Nestin-Lineage Cells Contribute to the Microvasculature but Not Endocrine Cells of the Islet

The Institutional Animal Care and Use Committees of the University of Michigan approved all animal procedures. C57BL/6J-Gtrosa26^tm1Sor mice (Jackson Laboratories) were mated with nestin-cre mice (a gift from Rudy Jaenisch, Massachusetts Institute of Technology, and Gail Martin, University of California, San Francisco [28]) that carry a 1.8-kb nestin promoter/enhancer fragment from the nestin second intron that drives the expression of cre-recombinase. F1 mice were killed at 3 weeks or 3 months of age, and pancreata were fixed for immunohistochemistry or β-galactosidase activity (29). F1 mouse embryos were harvested at embryonic day 12.5 from pregnant dams and immediately fixed for sectioning and immunohistochemistry as previously described (29).

Mouse insulin promoter (MIP-GFP) mice were generated by pronuclear injection of a construct containing the mouse insulin I promoter (MIP)–green fluorescent protein (GFP) containing an 8.5-kb fragment of MIP that includes a region from −8.5 kb to 12 bp (relative to the transcriptional start site), the coding region of enhanced GFP (0.76 kb) (Clontech, Palo Alto, CA), and a 2.1-kb fragment of the human growth hormone gene cassette (30).

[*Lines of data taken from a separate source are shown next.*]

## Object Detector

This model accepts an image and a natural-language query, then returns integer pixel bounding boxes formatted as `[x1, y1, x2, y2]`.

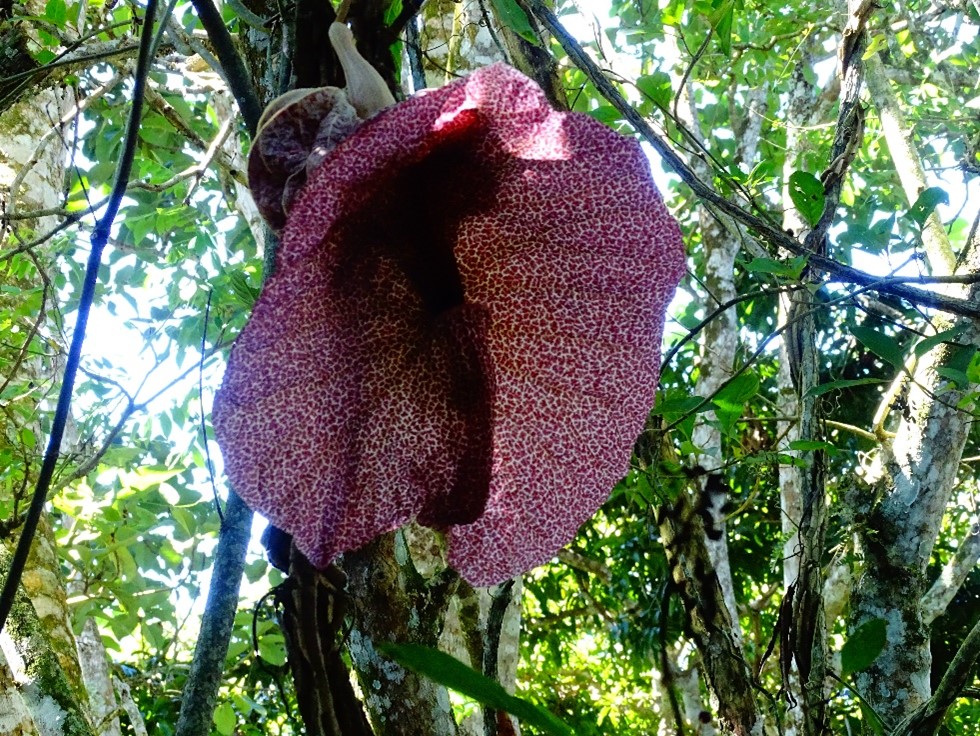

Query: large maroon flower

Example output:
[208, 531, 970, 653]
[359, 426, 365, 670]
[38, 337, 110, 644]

Ducts were isolated by collagenase digestion (P2; Boehringer Mannheim) using a protocol described by Bonner-Weir et al. (31). The ducts were minced, plated onto tissue culture dishes (Primeria; Falcon), and cultured in Dulbecco’s modified Eagle’s medium/F12 medium (1:1) with 10% fetal bovine serum and antibiotics at 37°C. After 7–8 days of growth, the cultures were overlaid with 10% Matrigel, which was removed after 24 h, and the cultures were grown for an additional 14–21 days in the same medium.

Fixed tissues were sectioned and stained for nestin (1:100 dilution; Pharmingen, San Diego, CA) and β-galactosidase (1:400; Abcam, Cambridge, U.K.) using a Vectastain ABC-Peroxidase Kit (Vector Laboratories, Burlingame, CA). Biotinylated secondary antibodies and horseradish peroxidase–conjugated anti-biotin were used to detect staining and peroxidase activity visualized by applying diaminobenzidine solution. Sections were then counterstained with hematoxylin, dehydrated, cleared, and mounted. Antisera for the detection of cre-recombinase (1:100; Novagen, Madison, WI) and von Willebrand factor (1:200; Abcam) was incubated with whole mount embryos or pancreatic sections, respectively, treated with Vector Antigen Unmasking Solution for 15 min in a microwave oven. After blocking with 5% donkey serum in PBS with 0.1% Triton X-100, the sections were incubated with the antibodies overnight at 4°C. After rinsing, fluorescein-conjugated donkey anti-rabbit secondary antibody (1:200; Molecular Probes, Eugene, OR) was applied for 90 min at room temperature. After washing with PBS, the second step of immunofluorescent staining with mouse primary antibodies was performed using the Mouse on Mouse (M.O.M.) Immunodetection Fluorescein Kit (Vector).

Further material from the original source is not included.